The Start of Something...?

By Matthew BathamPublished a day ago 10 min read

At the age of seven, George Wade had read The Lion, the Witch and the Wardrobe, and for the remainder of his childhood, he had searched for the crisp white snow and forests of Narnia, rummaging in wardrobes for an escape.

Now, aged 40, he’d still have welcomed the discovery of Narnia. His was a nine-to-five world of tube travel and office work - cold calling people and trying to sell them products and services they didn’t want - and then home to his one-bedroom flat in Holloway – dismal Holloway, sometimes referred to as the armpit of north London.

Weekends were often worse. The routine of work might be tedious, but at least it gave him a reason to get up. On Saturday mornings he would wake with depression sitting on his chest like a fat, miserable cat.

He’d lie listening to the family downstairs going about their morning – chatting, arguing; the clatter of cutlery and bowls being washed, the slam of the front door and the sound of excitable feet running along the shared driveway. Sounds carried in old houses – they had not been built to be separate apartments.
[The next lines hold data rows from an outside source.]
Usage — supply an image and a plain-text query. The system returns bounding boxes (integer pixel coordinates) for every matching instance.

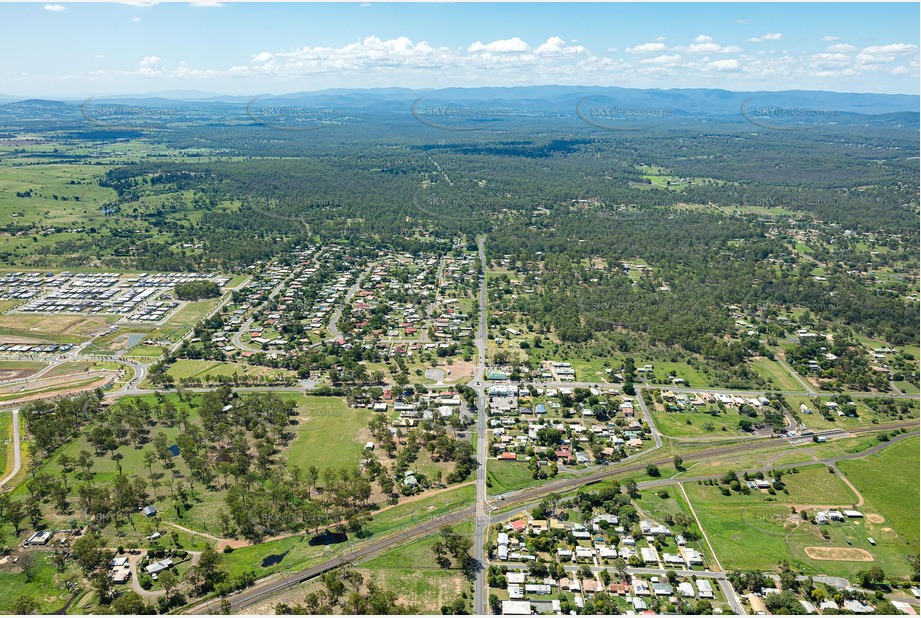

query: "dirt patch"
[0,369,38,382]
[806,547,873,562]
[438,360,476,384]
[0,371,118,404]
[0,335,46,343]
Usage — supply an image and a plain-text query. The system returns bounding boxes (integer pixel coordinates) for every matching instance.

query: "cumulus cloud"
[534,36,586,55]
[745,32,783,43]
[467,36,531,54]
[640,54,681,66]
[860,43,918,55]
[138,56,164,75]
[63,33,918,88]
[707,58,739,71]
[627,43,665,54]
[682,34,742,54]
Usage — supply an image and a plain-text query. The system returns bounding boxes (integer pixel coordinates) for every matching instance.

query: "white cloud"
[745,32,783,43]
[138,56,164,76]
[467,36,531,54]
[68,35,918,91]
[675,34,742,54]
[687,37,742,54]
[707,58,739,71]
[640,54,681,66]
[627,43,665,54]
[860,43,918,56]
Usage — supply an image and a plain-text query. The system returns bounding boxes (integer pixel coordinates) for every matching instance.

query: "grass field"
[359,524,472,614]
[653,411,750,438]
[0,413,13,478]
[288,396,371,470]
[685,440,918,577]
[151,298,221,341]
[838,438,921,550]
[224,487,473,577]
[0,313,116,343]
[486,460,540,495]
[0,552,76,614]
[751,357,803,391]
[13,395,230,543]
[167,359,294,382]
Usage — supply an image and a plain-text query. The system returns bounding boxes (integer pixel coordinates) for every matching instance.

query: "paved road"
[775,356,816,395]
[0,408,22,487]
[183,507,474,614]
[502,562,745,616]
[636,391,662,448]
[180,426,918,614]
[329,262,374,341]
[473,233,489,615]
[535,381,921,399]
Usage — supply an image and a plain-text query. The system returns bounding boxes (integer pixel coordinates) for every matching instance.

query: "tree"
[489,594,502,616]
[10,594,38,616]
[158,569,179,599]
[623,479,640,499]
[857,566,886,588]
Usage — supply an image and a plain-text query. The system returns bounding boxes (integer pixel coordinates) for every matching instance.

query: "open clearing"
[0,313,116,343]
[805,547,873,562]
[288,396,371,470]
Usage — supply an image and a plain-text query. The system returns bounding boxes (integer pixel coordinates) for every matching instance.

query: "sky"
[0,2,921,98]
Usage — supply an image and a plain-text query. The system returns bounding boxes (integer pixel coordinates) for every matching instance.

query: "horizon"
[0,83,921,103]
[0,2,921,99]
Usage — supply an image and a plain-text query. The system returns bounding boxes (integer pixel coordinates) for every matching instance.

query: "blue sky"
[0,2,919,96]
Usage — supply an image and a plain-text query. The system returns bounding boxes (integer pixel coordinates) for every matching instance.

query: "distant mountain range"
[0,86,921,118]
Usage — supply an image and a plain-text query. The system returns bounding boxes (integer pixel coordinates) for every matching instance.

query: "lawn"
[0,414,13,478]
[751,357,803,391]
[486,460,540,495]
[157,298,221,341]
[359,524,473,614]
[167,359,294,382]
[685,440,918,577]
[0,551,76,614]
[224,487,473,577]
[13,395,230,543]
[838,438,921,540]
[760,466,858,507]
[653,411,751,438]
[288,396,371,470]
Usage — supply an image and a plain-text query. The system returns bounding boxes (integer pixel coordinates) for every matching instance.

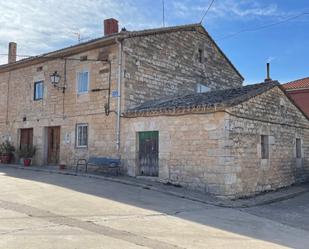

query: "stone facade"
[124,28,243,107]
[226,87,309,196]
[122,86,309,198]
[0,25,243,165]
[0,45,118,165]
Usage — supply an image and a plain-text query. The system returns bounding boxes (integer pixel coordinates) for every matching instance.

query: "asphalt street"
[0,167,309,249]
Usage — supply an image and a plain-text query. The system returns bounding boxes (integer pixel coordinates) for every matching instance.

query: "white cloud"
[0,0,296,64]
[0,0,159,64]
[173,0,286,22]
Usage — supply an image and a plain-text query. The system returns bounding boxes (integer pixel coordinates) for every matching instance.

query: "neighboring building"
[122,81,309,197]
[283,77,309,117]
[0,19,309,197]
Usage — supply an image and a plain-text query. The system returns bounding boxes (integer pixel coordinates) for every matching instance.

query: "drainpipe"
[116,38,123,155]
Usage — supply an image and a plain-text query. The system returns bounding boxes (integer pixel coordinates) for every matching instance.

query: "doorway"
[19,128,33,149]
[47,126,60,165]
[138,131,159,176]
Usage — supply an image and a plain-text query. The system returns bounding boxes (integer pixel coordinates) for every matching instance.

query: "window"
[296,138,302,158]
[77,71,89,93]
[198,49,203,63]
[261,135,269,159]
[196,83,210,93]
[33,81,43,100]
[76,124,88,148]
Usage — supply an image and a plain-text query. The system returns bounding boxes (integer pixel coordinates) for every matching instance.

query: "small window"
[296,138,302,158]
[33,81,43,100]
[76,124,88,148]
[261,135,269,159]
[198,49,203,63]
[196,83,210,93]
[77,71,89,93]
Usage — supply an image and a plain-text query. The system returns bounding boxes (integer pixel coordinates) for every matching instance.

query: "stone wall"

Sometimes he would pretend to be part of their unit or imagine he was tucked in his childhood bed listening to his own parents and siblings.

Details of the family’s life would float up to him like tempting aromas. He knew what time the father normally arrived home from work and the times each of the two young children went to bed; he sometimes heard messages left on their answering machine and the minor squabbles that broke out between them. Saturdays, they seemed to be at their loudest.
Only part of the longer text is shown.